Right now there are all indications that no plunge in oil prices is on the cards. Slow economic growth is not a recession. Speculations concerning a second wave of the crisis are about a potential recession. But no recession is in view.
interview with Ruslan GRINBERG , Director, Institute of Economics, Russian Academy of Sciences; Associate Member, RAS.
Some analysts claim that Russia seems to be preparing for the second wave of the economic crisis. Regions are being urged to stash as much as 80% of their profits in reserve funds. Top government officials are mentioning, even if cautiously, disturbing signs.
As I see it, no second wave is in the offing, although I know that there are other views as well. Obviously, the world must simply reconcile itself to a prolonged and slow global recovery. This fully applies to Russia as well.

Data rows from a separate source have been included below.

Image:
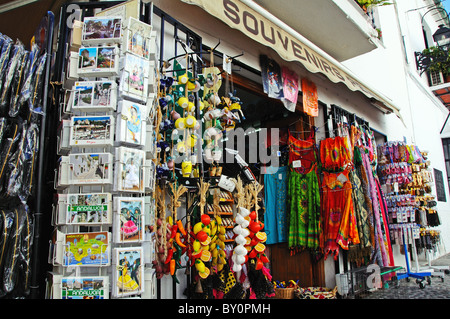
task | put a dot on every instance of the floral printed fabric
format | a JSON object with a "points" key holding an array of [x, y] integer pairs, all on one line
{"points": [[304, 211]]}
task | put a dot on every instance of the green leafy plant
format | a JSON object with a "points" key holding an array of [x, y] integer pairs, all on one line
{"points": [[366, 4], [436, 59]]}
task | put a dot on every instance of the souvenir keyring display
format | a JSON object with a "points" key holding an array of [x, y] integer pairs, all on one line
{"points": [[22, 104]]}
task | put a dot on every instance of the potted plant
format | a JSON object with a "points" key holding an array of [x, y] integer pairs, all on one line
{"points": [[436, 59]]}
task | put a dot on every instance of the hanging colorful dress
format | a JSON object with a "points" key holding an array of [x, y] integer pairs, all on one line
{"points": [[305, 225], [360, 253], [340, 227], [275, 202], [335, 153]]}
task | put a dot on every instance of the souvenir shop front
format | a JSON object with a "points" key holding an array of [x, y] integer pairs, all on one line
{"points": [[195, 161]]}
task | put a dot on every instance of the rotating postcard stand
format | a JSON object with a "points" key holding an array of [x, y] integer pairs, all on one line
{"points": [[420, 276]]}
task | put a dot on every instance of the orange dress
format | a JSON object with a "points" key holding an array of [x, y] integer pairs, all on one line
{"points": [[340, 225]]}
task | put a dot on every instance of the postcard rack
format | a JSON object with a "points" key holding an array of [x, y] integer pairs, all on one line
{"points": [[105, 174]]}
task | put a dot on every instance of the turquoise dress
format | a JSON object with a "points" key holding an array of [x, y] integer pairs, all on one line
{"points": [[275, 201]]}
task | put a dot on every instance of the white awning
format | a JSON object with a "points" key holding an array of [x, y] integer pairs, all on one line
{"points": [[263, 27]]}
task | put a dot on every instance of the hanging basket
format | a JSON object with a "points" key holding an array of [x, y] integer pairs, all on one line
{"points": [[284, 293]]}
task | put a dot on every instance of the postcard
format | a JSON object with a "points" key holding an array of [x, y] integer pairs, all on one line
{"points": [[87, 209], [131, 123], [94, 96], [128, 275], [91, 287], [130, 174], [92, 131], [90, 168], [128, 219], [97, 61], [87, 249], [102, 30]]}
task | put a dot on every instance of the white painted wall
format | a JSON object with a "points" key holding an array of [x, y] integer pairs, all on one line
{"points": [[389, 70], [392, 70]]}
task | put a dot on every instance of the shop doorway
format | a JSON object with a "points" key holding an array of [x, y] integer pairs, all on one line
{"points": [[264, 112]]}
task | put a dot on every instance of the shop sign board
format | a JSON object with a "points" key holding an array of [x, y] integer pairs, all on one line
{"points": [[240, 16]]}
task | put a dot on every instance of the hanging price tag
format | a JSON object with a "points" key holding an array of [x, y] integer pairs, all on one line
{"points": [[396, 187], [297, 163]]}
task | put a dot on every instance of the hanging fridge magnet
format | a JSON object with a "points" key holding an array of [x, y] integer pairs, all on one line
{"points": [[102, 30], [134, 82], [94, 96], [92, 131], [137, 36], [128, 219]]}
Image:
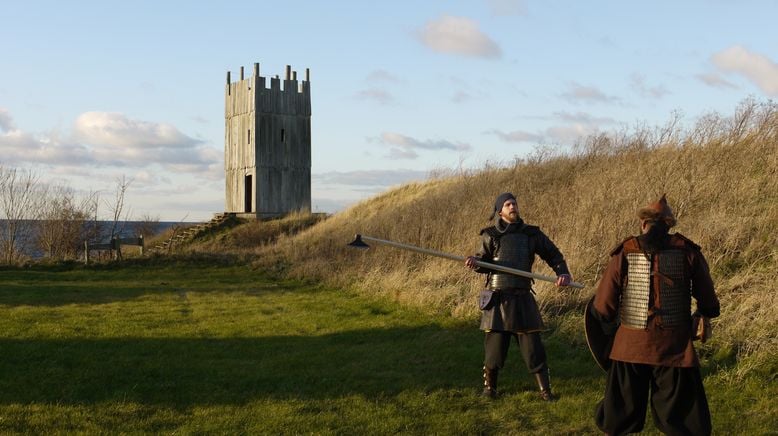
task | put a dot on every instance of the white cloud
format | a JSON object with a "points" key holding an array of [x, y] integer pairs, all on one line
{"points": [[405, 147], [112, 140], [383, 178], [517, 136], [569, 134], [757, 68], [116, 130], [376, 94], [583, 117], [6, 121], [577, 93], [458, 35], [640, 86], [383, 76], [574, 127], [715, 80]]}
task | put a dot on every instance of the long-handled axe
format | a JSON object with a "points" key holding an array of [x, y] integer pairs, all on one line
{"points": [[359, 242]]}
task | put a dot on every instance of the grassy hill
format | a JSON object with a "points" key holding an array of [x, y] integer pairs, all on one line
{"points": [[720, 175]]}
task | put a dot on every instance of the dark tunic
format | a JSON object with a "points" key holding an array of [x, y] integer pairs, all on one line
{"points": [[515, 309]]}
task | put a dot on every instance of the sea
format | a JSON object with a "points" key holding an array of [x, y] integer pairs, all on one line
{"points": [[26, 238]]}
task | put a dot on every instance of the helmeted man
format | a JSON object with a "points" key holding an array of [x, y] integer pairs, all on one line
{"points": [[648, 286], [510, 310]]}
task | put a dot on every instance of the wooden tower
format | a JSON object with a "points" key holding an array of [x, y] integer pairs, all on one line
{"points": [[267, 145]]}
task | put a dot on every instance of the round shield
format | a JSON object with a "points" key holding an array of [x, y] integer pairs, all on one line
{"points": [[599, 343]]}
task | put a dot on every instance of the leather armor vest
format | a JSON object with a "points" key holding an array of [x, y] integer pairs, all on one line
{"points": [[513, 251], [655, 284]]}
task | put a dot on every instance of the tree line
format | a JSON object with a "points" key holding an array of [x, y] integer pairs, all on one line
{"points": [[55, 220]]}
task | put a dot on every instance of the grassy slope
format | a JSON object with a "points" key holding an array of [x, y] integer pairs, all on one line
{"points": [[720, 176], [219, 348]]}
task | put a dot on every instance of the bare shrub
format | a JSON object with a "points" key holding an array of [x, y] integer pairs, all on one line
{"points": [[63, 224]]}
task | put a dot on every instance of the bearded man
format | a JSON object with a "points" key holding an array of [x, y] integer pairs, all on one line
{"points": [[510, 310], [648, 286]]}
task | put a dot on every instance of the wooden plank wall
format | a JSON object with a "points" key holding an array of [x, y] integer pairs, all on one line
{"points": [[255, 117]]}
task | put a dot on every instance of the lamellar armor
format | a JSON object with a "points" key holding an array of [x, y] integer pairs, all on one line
{"points": [[657, 285]]}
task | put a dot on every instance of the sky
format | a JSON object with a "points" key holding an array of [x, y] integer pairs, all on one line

We must proceed from the following. Inasmuch as our prosperity hinges on crude oil prices, they should be taken into account as we forecast Russia’s economic development prospects. Right now there are all indications that no plunge in oil prices is on the cards. But like the rest of the world we are in for economic dullness, stagnation, and a slow and painful recovery. This is how I would estimate the developments in the short term.
Can pessimistic forecasts be a reflection of grave problems in the Eurozone? How can the crisis phenomena in the Eurozone affect Russia’s economic development prospects?
As for the European problems, I believe they have been solved, if for the time being. To my mind, the recent Eurozone summit is the last one. It certainly should have been held earlier, but the fact that they have adopted the vital decisions on writing off the Greek debts, recapitalizing the banks and increasing the financial stability fund was the right thing to do.
Of course, it took time to coordinate the positions of all European countries, which was far from simple. But, as we can see now, this is what eventually happened. I think that the road to stability – at least where the financial markets and the speculators’ appetites are involved – is open. But we must walk along it confidently.
Do you think if the Eurozone regains stability Russia will have nothing to be concerned about?
To my mind, oil price volatility or, more precisely, considerable price fluctuations is the biggest threat. It is another matter that the domestic demand is sluggish. In this area, as I see it, some powerful government investments are needed.
The slow recovery in the West is the consequence of a persistent grave business uncertainty. But this is in the order of things. For more than a decade we had what was in many respects an artificially spurred growth. But it was growth all the same and it helped to improve the living standards across the social spectrum. On the minus side, however, we had a persistent irregularity in development and financial distribution. For now it cannot be ruled out that the same period of time will see slow economic growth, but it will be growth all the same.
I would like to stress that slow economic growth is not a recession. Speculations concerning a second wave of the crisis are about a potential recession. But no recession is in view.